Photo by Polina Shulbaeva.
Currently, less than one percent of global conservation funding is dedicated to Indigenous Peoples, yet they conserve about 80 percent of the planet's biodiversity. Therefore, during the negotiations, Indigenous Peoples actively participated in the work on Target 19.1 to ensure open and direct access to funding for all Indigenous Peoples for their programs and projects in their communities and by their organizations, without intermediaries who take more than half of the funding for their own operations. Work on this target has been successful, and all proposals by Indigenous representatives are now in line for consideration at COP15. The need for access to such direct funding for Indigenous Peoples from all seven socio-cultural regions, regardless of the level of development of the countries, was emphasized. The division into Global South and Global North should not apply to Indigenous Peoples, and should not be divided into developed and developing countries. Indigenous Peoples from all countries have the same problems and challenges in preserving biodiversity and protecting their lands, territories, and resources, and therefore should have the same rights to access finance.

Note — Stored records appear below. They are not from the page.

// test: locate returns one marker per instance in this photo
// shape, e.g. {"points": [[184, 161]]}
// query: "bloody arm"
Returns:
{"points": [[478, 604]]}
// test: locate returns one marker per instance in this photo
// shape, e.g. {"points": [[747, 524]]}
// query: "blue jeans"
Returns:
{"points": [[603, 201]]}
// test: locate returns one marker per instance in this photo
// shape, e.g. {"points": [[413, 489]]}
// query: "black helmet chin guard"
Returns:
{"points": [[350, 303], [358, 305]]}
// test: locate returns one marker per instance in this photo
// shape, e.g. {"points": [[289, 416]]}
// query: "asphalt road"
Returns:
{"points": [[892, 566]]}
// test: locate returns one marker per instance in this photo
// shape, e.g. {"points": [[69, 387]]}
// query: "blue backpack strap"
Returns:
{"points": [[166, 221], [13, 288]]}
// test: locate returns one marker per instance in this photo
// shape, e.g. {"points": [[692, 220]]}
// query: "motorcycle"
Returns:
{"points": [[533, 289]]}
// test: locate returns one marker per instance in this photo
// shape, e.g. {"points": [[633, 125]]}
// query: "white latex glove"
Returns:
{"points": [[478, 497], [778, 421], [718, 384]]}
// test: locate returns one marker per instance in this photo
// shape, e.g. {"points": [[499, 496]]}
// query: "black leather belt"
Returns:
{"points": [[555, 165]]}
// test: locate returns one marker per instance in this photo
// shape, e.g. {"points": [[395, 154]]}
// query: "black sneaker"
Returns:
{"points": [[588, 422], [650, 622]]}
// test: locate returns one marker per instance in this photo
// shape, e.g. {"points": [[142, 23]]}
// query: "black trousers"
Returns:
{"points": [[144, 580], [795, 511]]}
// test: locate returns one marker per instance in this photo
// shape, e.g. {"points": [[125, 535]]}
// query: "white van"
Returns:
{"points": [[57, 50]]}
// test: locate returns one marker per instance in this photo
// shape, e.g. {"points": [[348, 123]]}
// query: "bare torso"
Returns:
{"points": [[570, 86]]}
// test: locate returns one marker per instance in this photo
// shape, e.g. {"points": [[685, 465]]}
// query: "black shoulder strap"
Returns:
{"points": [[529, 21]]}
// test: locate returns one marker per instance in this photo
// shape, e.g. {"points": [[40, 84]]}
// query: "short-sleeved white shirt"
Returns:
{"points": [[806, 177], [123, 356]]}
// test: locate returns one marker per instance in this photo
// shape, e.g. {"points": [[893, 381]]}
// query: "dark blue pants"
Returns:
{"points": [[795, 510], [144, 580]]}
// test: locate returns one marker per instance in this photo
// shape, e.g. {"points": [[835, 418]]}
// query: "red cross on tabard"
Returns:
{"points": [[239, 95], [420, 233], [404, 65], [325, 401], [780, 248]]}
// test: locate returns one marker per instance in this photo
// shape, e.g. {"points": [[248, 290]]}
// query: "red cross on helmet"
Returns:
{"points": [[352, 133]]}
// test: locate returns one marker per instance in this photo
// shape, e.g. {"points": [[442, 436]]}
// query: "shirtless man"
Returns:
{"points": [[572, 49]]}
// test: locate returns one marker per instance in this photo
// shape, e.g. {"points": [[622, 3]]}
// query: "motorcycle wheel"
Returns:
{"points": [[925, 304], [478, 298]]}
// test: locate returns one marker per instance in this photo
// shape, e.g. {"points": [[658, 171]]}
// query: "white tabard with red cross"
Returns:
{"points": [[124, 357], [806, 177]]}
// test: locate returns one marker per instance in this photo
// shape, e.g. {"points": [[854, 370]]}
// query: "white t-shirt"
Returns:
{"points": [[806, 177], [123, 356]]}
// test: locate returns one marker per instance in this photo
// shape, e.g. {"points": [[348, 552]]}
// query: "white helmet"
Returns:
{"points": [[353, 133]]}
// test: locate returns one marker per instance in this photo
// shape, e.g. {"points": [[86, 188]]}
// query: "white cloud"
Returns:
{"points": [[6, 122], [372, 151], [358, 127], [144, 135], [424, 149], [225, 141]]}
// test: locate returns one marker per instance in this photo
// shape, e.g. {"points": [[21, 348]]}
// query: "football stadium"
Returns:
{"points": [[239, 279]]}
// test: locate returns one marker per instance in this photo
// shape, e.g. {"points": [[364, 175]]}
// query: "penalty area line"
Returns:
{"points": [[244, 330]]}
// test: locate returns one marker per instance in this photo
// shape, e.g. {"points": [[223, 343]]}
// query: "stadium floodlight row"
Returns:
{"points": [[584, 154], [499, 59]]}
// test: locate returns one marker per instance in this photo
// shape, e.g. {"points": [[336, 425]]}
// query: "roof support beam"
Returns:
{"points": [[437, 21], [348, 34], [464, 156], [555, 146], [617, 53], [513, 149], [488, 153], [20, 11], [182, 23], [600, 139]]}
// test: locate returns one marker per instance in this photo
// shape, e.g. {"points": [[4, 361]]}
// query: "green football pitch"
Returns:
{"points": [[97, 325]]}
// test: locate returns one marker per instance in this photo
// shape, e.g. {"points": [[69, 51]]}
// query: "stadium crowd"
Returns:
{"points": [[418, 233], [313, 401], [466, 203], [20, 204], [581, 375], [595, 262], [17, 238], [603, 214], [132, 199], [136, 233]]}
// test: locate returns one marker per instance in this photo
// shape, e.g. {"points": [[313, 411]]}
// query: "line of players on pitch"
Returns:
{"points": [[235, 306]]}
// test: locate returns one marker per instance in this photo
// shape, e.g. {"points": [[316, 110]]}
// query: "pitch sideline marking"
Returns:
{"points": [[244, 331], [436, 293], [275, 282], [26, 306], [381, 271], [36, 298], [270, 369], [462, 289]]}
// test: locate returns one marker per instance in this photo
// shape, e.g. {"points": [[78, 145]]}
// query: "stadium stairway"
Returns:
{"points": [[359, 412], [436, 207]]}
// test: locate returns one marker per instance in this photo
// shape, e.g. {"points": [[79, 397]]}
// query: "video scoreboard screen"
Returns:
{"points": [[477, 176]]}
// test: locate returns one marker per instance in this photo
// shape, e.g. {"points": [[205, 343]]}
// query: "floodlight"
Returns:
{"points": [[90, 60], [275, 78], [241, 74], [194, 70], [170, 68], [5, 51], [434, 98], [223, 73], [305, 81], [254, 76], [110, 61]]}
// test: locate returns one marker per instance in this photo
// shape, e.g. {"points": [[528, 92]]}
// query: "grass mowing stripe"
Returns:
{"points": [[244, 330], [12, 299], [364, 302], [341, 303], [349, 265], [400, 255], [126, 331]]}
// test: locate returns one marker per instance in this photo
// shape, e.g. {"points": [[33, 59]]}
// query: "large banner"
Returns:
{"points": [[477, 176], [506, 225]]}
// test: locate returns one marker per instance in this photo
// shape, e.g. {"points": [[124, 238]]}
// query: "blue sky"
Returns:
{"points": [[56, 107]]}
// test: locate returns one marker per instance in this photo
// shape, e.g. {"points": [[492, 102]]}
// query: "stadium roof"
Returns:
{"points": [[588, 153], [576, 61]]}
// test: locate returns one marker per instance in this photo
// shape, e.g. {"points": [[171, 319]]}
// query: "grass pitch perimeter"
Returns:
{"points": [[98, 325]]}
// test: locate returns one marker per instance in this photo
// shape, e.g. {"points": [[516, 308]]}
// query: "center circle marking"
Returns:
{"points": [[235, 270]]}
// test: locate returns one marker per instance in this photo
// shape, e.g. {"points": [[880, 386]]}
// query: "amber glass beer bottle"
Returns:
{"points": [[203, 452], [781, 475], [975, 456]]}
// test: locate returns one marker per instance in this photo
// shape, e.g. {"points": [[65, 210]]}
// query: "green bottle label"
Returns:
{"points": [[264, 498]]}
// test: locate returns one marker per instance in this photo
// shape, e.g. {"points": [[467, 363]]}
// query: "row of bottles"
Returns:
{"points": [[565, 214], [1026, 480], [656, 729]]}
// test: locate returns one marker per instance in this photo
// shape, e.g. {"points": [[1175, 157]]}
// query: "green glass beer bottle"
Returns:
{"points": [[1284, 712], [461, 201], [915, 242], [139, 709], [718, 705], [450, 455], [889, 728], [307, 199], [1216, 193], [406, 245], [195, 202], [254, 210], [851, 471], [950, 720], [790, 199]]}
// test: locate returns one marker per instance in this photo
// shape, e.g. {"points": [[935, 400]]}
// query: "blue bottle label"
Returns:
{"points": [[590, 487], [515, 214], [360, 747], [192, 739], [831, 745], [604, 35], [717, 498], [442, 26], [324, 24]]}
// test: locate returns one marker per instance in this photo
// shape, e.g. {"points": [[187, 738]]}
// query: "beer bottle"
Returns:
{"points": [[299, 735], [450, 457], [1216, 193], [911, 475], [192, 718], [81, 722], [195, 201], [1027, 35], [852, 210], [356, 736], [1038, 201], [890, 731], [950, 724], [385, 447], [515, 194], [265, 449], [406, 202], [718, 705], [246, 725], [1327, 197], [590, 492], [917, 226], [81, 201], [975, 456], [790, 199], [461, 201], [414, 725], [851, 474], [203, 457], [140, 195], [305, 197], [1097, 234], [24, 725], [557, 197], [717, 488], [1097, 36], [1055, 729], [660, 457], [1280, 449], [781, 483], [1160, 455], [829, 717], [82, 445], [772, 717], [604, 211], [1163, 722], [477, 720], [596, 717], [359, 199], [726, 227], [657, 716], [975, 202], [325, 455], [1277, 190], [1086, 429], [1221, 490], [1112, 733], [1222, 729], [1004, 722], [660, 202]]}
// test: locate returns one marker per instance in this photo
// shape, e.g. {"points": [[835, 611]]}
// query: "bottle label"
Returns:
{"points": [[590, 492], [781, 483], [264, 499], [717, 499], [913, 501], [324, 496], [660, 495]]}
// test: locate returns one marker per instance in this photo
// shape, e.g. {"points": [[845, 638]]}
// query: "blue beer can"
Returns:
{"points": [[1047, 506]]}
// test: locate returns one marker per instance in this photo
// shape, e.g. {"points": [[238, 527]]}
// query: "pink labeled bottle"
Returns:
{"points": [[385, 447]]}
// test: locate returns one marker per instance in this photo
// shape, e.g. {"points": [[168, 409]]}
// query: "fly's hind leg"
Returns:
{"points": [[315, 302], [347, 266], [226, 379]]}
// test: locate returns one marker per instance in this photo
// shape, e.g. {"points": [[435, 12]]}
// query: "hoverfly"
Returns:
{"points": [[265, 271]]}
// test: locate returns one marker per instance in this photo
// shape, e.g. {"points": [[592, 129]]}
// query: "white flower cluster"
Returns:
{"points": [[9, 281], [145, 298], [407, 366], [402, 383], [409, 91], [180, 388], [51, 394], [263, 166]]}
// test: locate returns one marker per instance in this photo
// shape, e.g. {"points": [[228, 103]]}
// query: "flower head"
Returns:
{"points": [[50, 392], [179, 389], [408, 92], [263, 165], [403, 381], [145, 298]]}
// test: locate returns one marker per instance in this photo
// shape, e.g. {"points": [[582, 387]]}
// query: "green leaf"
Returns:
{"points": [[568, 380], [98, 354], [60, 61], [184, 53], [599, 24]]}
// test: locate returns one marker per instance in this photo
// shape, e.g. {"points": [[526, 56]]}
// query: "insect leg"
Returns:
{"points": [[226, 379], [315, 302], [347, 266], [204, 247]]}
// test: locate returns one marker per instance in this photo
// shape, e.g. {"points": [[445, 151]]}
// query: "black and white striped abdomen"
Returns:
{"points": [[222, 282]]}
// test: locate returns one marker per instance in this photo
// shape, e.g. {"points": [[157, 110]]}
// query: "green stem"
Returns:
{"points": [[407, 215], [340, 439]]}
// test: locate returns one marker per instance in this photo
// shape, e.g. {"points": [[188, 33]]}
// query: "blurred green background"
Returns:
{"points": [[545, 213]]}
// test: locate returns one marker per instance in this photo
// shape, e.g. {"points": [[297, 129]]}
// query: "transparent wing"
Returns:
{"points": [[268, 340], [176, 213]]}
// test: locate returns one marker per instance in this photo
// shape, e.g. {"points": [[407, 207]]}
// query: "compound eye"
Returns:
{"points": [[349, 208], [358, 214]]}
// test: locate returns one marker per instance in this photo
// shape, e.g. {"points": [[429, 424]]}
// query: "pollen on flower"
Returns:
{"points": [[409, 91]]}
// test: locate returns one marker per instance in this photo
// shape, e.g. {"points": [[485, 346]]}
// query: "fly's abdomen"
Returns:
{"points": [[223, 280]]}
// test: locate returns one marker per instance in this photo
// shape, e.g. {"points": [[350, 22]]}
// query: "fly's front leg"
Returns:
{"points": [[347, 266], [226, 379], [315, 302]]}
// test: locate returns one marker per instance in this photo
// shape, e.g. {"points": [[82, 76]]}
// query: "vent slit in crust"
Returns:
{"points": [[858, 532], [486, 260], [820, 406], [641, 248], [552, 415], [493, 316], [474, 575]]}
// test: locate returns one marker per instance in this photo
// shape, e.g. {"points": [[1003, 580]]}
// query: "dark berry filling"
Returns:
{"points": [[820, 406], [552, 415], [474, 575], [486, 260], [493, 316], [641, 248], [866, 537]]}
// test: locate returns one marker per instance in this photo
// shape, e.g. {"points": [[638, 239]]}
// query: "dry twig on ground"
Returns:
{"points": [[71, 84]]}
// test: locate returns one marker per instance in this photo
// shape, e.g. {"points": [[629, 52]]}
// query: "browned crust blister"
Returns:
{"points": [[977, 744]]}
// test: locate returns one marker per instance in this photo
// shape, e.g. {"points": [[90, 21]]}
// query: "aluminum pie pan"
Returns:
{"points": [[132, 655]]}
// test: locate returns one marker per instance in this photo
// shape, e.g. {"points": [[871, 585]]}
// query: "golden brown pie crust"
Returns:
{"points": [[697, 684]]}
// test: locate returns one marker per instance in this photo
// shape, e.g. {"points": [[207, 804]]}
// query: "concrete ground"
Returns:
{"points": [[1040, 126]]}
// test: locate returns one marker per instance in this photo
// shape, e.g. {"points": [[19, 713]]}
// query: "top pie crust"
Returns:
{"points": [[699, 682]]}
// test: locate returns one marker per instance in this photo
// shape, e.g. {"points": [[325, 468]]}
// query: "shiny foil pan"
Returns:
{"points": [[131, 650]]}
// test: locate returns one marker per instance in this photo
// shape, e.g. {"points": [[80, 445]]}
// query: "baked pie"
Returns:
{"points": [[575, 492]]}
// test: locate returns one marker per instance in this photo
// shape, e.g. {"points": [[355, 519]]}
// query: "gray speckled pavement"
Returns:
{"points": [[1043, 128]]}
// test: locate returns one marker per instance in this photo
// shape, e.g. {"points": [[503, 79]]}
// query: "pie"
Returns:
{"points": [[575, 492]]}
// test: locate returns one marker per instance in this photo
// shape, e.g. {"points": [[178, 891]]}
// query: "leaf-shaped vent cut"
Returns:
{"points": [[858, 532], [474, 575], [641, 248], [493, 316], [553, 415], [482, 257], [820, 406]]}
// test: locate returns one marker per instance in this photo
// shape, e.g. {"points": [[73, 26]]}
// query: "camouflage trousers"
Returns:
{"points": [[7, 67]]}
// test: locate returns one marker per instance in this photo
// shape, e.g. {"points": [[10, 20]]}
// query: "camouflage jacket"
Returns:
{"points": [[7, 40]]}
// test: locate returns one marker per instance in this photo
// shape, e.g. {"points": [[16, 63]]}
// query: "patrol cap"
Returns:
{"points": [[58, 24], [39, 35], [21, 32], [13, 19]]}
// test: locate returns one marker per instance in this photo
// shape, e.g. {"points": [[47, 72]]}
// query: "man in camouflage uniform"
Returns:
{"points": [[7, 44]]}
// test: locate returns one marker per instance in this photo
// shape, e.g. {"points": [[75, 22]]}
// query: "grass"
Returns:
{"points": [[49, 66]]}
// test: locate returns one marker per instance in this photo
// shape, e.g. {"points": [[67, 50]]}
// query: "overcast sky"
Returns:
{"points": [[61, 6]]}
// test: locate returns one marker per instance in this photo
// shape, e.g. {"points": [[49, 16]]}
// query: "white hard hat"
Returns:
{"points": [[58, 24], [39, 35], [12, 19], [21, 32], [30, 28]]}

Perhaps the biggest achievement coming out of the Nairobi meetings is the inclusion of a new target related to gender. We are happy to report that the strong voice of the Women's Caucus in Nairobi brought victory to participants fighting for gender issues in the Post-2020 Global Biodiversity Framework, including a new target on gender and inclusive biodiversity. At negotiations in Geneva last March, the Parties adopted a draft of the "Gender Action Plan" as a guide in developing and updating their 2030 Biodiversity National Biodiversity Strategy and Action Plans, which started work after adopting this document at the COP15. Currently, the women's caucus has pushed and promoted the inclusion of a specific gender target in the GBF. Target 22, now in the draft text of the document, includes women and girls, persons of diverse gender identities, and youth, including people with disabilities.
Mrinalini Rai (Rai), Director of Women4Biodiversity. Photo by Monica Coc Magnusson.
“We are a network established to advocate for a right to a healthy environment for all. We believe that living in harmony with Nature needs to take into account the roles and contributions of women and girls to achieve transformative change. This requires addressing gender equity and needs to embrace the holistic solutions and the recognition of women’s human rights to achieve it,” said women’s rights and environmental rights advocate Mrinalini Rai (Rai), Director of Women4Biodiversity. Rai is also Chair of the Women's Caucus at the Convention on Biological Diversity and Cultural Survival’s newest Board member. For many years, Rai has promoted women's rights through the programs and decisions of the Convention on Biological Diversity, and it was her team's solidarity and determined approach to negotiating and seeking possible solutions that led to Target 22 in the Post-2020 Global Biodiversity Framework.